Assessment and findings

  1. When investigating a complaint, the Ombudsman applies its Dispute Resolution Principles. These are high level good practice guidance developed from the Ombudsman’s experience of resolving disputes, for use by everyone involved in the complaints process. There are only 3 principles driving effective dispute resolution:
    1. Be fair – treat people fairly and follow fair processes;
    2. put things right, and;
    3. learn from outcomes.
  2. The Ombudsman must first consider whether a failing on the part of the landlord occurred, and if so, whether this led to any adverse effect or detriment to the leaseholder. If it is found that a failing did lead to an adverse effect, the investigation will then consider whether the landlord has taken enough action to ‘put things right’ and ‘learn from outcomes’.

Repairs to address water penetration from the roof.

  1. Under both Section 11 of the Landlord and Tenant Act 1985 and the lease agreement the landlord has responsibility for repairing and maintaining the structure of the property, including roof. The landlord’s complaints policy states where service delivery does not meet expectations, it uses this service’s remedies guidance to calculate compensation for leaseholders.
  2. The landlord issued the section 20, 3 months after the initial repair request, 2 months later the scaffolding was erected, and then the works were signed off as completed 4 months after this. This service has seen no evidence of the landlord’s service standards which makes it difficult to determine whether the landlord fulfilled its obligations. There was evidence supplied to illustrate the scaffolding had a target date of 1 month after the order was raised. After the leaseholder chased the landlord, the scaffolding was erected a month after the target date. It would be reasonable to expect the landlord to manage and progress the section 20 and repairs in a timely manner without the leaseholder’s prompting. This was an unreasonable and an avoidable delay.
  3. Through the leaseholder’s early complaint resolution, the landlord recognised its failings, citing delays with it issuing the section 20, and with its contractor. It offered a reduced management fee which compensated the leaseholder for the delays experienced up to March 2022. The leaseholder progressed his complaint as he experienced further delays until the repairs were signed off in August 2022. The landlord acknowledged this and identified the contractor as responsible for them.
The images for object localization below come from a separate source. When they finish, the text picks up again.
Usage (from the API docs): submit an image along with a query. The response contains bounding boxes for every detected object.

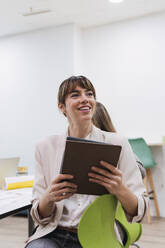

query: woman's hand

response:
[46,174,78,202]
[88,160,138,217]
[88,160,123,196]
[38,174,77,218]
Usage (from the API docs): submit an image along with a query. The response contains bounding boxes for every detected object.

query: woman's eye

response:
[87,92,94,96]
[71,93,79,97]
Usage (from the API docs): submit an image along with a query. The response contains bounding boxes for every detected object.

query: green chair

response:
[115,204,142,248]
[78,194,142,248]
[128,138,160,223]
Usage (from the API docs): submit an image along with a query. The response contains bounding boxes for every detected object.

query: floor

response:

It acknowledged the delays, the broken appointments, and distress caused, and upheld the leaseholder’s complaint.
  4. Although £400.35 which is the majority of the compensation, was offered before additional delays were experienced, the landlord’s total offer of £525.35 has exceeded the compensation this service would expect it to offer in line with the remedies guidance. This service finds the landlord has made an offer of reasonable redress to the leaseholder for the delays experienced.

Compensation request for rental income loss due to incomplete roof repairs.
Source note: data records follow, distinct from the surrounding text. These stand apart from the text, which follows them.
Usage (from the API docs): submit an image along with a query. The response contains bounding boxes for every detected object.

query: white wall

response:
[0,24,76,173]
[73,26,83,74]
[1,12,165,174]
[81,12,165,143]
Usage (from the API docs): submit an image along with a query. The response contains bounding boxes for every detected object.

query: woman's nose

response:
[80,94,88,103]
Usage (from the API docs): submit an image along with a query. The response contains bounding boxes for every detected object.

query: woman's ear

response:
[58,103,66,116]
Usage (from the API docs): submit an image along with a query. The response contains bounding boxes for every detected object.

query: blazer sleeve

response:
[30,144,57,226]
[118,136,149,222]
  1. The lease agreement does not give the landlord any responsibility or obligation to compensate the leaseholder for rental loss.
  2. The leaseholder advised he lost rental income as the property was not habitable due to the outstanding repairs. The landlord’s Building Maintenance Inspector considered that the extent of the damp patch was limited to a section of the chimney breast and that the leaseholder could have minimised their loss by re-letting the property during the period. This service has not been provided with evidence to confirm that the outstanding repairs were significant enough to prevent the leaseholder from letting the property.
  3. The landlord appropriately addressed this in its complaint response and advised the leaseholder to make an insurance claim on its policy if he believed it was negligent. It also referred the leaseholder to his own landlord insurance, should he hold it, as another route to claim for any rental loss. Insurance policies provide cover for parties whilst protecting the landlord’s financial position by paying compensation claims as opposed to this coming from the landlord’s finances. When the leaseholder raised the complaint and sought compensation it was reasonable for the landlord to recommend a resolution through an insurance scheme to protect its financial resources.
  4. This service finds there was no maladministration by the landlord in accordance with paragraph 52 of the Scheme.

The complaint handling.

  1. The Ombudsman’s Complaint Handling Code (the code) lists the expectations of a landlord when handling complaints. The code and the landlord’s complaint policy acknowledge the difference between service requests and complaints, it also acknowledges that chasers regarding service requests can often be resolved quickly.
  2. The code states that a complaint must be acknowledged within 5 working days and responses provided to stage 1 within 10 working days and stage 2 within 20. The landlord’s complaint policy does not comply with this. In its complaint handling policy, the landlord states it will acknowledge all complaints within 2 working days, respond to stage 1 complaints within 20 working days and stage 2 within 25.
  3. Initially, the landlord chose to deal with the leaseholder’s complaint as a service request. This service finds its response was timely, thorough, and it progressed the query. It offered to compensate the leaseholder by reducing the management fee. In June 2022, the leaseholder contacted the landlord again to raise a complaint. The landlord treated this as another service request, however it appropriately complied when the leaseholder said he specifically wanted a complaint opening.
  4. Once the landlord accepted the complaint it complied with its timescales, provided detailed responses, and highlighted learning for its service.
  5. This service finds there was no maladministration by the landlord but will recommend it aligns its policy with the code.

Determination

  1. In accordance with paragraph 53(b) of the Scheme, this service finds reasonable redress was offered by the landlord in relation to its handling of the repairs to address water penetration from the roof.
  2. In accordance with paragraph 52 of the Scheme, this service finds there was no maladministration by the landlord in relation to its handling of a compensation request for rental income loss due to incomplete roof repairs.
  3. In accordance with paragraph 52 of the Scheme, this service finds there was no maladministration by the landlord in relation to its handling of the complaint made.

Recommendations

  1. The landlord should reoffer the leaseholder the compensation package if this has not been accepted.
  2. The landlord identified problems evidencing some inspection reports due to turnover of staff. It is recommended the landlord reviews this service’s Knowledge and Information Management spotlight report to ensure adequate records are maintained.
  3. It is recommended the landlord reviews this service’s code to ensure its complaints policy and processes are compliant with it.